一段飛ばしで階段を降りていくオリアナに僕は遅れて着いていく。


「これから、どうするんですか?」

「これから? うーんまずは仮探検隊結成記念に太陽の霊峰にお参りでも行こうかなぁ」



 太陽の霊峰と呼ばれた場所は、僕の出身地でもあるクレイ地方に位置する標高二五〇〇メートルの山の不思議なダンジョン。

 攻略難易度は普通かそれ以上、ある罠にハマれば難易度は最高クラスに跳ね上がるくらいにはレベルの高いダンジョン。

 

「そうだよー……あっ名前的に智也ってクレイ地方出身なのか」

「ですね。クレイ地方出身です」

「そっかぁ……なら五合目にある祠のこと知ってるよね」

「えぇもちろん」


 太陽の霊峰の五合目には太陽神に頂上から追い出された山の神様が祀っていると言われていて、これからの冒険者人生に幸あれ、って感じでお祈りを捧げることで有名な山でもある。

 

「よっと、とりあえず改めて自己紹介、あたしはオリアナ=アニマ。タイダル地方出身の新米冒険者! 主に魔法を扱ってダンジョンを攻略してるの、よろしくね」


 最後の二段をジャンプして降りると、振り返り僕にお辞儀をしてきた。

 遅れて僕も降り


「僕は沖汐智也、クレイ地方出身で今年で冒険者半年になるかな、よろしく」


 自己紹介をした。

 

「急にため口になってびっくりした?」

「うん、まぁ」


 嬉しそうにあるき出したオリアナに僕は出会ったときからの疑問を聞いてみることにした。


「なんで僕と探検隊を組みたいの?」

 

 その言葉を聞いたオリアナは急に立ち止まった。

 なんとなく重々しい雰囲気になったことを感じ取り額から冷や汗が流れる。


「一目惚れ、かな」


 そんな冷や汗をかく必要がなかったことが一言でわかった。


「一目惚れ!? 僕に?」

「うん……アイアスの森で見かけたときから……」


 ごくっと、唾を飲む。

 人生初の告白がこんな急に、しかも会ったばかりの女の子が一目惚れしたという理由。

 

「ちょっと言いくるめば、簡単に探検隊組んでくれそうだなぁって」

「……」


 父の教えに、女には絶対手を出すなということが合った気がする。

 父さん、僕その教え破ってもいいかな?


「まぁ、結果的に他の人と冒険者になるよりもかなーーーーり遠回りすることになってかなり落ち込んでいるわけですけどね」


 階段を一段とばしで降りて、道を嬉しそうな顔で歩いているオリアナに落ち込んでいる気配など一切見えない。

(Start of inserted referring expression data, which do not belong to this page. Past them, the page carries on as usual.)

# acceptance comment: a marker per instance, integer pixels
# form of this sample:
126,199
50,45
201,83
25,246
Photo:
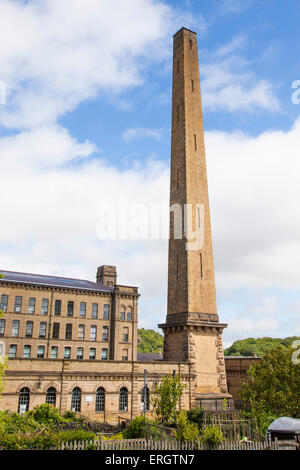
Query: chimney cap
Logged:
186,29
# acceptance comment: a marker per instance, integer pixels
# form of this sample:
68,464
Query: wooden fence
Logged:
148,444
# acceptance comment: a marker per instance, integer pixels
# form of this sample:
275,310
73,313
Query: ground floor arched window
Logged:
147,399
100,399
76,400
51,396
24,398
123,400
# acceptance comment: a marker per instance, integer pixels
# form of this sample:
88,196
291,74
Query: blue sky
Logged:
86,121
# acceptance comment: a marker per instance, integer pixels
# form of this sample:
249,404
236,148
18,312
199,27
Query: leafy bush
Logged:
46,415
212,436
136,428
186,431
37,440
76,435
196,415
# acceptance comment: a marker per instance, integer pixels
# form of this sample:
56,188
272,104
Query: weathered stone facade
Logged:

 この人はある意味ツワモノだ、と僕はなんとなく悟った。

 

「まぁ、お互いの実力も全く知らないし太陽の霊峰で腕試しってのも悪くないと思ったんだけどだめかな?」


 その案に関しては僕の中では普通にアリだった。

 五合目までは山の神様のおかげなのかわからないが低レベルの魔物で集まっている。

 三フロアずつに休憩スペースが設けられているからグダることもない。

 キングエレファントのようなレアエンカウントも無い。

 初のパーティーで潜るダんジョンとしては最適だと思っていた。


「うん、いいと思う」

「じゃあ決定、明日八時にゲート前集合で」

「えっ、あっ、はい」


 こんな成り行きで明日僕は初めて、複数人でのダンジョン攻略に挑戦することになった。


ここまで読んでいただきありがとうございます!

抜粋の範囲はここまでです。